The examples offered by Dr Dugdale of people facing death resonate well with the observations of Dr Balfour Mount, the Canadian surgeon who became a palliative care physician after his own cancer diagnosis. Dr Mount’s work identified the character traits of patients who experienced either persistent anguish and existential distress from their illness, or those who were able to discover wholeness and integrity in it.

He found that traits such as a sense of connection to others and meaning in life, the capacity to find peace in the present moment, the experience of a non-adversarial connection to the disease, and the ability to choose one’s attitude before adversity rather than to exert control over it were all associated with healing through illness: a good death.

Clearly, achieving this perspective on death is hard work that should not be left to the very end.
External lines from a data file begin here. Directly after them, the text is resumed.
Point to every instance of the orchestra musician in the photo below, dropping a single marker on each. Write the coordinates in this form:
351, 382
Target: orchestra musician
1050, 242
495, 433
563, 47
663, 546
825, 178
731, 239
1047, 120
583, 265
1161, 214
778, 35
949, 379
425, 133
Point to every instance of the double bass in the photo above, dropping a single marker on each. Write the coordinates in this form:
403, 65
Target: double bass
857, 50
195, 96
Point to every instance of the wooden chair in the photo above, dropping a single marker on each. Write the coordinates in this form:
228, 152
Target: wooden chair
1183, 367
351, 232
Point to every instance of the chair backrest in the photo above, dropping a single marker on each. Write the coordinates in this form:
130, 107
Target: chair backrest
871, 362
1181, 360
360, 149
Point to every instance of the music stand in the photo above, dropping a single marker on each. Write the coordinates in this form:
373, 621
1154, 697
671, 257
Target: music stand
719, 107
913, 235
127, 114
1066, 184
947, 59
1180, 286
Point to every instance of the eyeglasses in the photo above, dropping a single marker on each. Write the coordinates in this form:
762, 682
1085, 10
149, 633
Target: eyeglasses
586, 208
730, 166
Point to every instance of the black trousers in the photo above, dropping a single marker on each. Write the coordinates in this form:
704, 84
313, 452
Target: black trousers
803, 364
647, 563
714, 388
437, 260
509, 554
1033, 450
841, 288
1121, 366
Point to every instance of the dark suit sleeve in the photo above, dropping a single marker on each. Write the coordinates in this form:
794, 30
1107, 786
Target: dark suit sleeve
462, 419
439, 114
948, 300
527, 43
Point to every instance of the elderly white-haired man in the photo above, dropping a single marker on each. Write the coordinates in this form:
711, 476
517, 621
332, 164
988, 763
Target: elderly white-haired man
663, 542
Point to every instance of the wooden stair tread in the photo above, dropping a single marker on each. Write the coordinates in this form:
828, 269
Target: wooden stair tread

Over the course of nine chapters, the journey with Dugdale begins with “Death”, ends in “Life” and pivots on the chapter entitled “Fear”. For Dugdale, it’s the “fear of death” that explains the varied symptoms of despair demonstrated by patients and doctors today. When we are afraid, the reaction to “fight” or “flight” takes over. We “fight” by showing anger, directed at times toward family, professionals attempting to help, or the impersonal “system” surrounding us. Anger may express sadness over lost goals and frustrated plans, or may become a means to “endure”, to hang on, to survive at all costs.

Using the language of war to refer to our engagement with illness reflects the same fearful attitude toward death:

“His grandfather was battling pneumonia. My friend is a cancer survivor. I’m going to beat this infection. She’s a fighter; she’s going to kick this disease. And so forth. We march forward, as determined as military generals, reminding our loved ones and ourselves that there is no reason to fear the enemy. We have the strongest health-care system of all time; no disease can conquer us.”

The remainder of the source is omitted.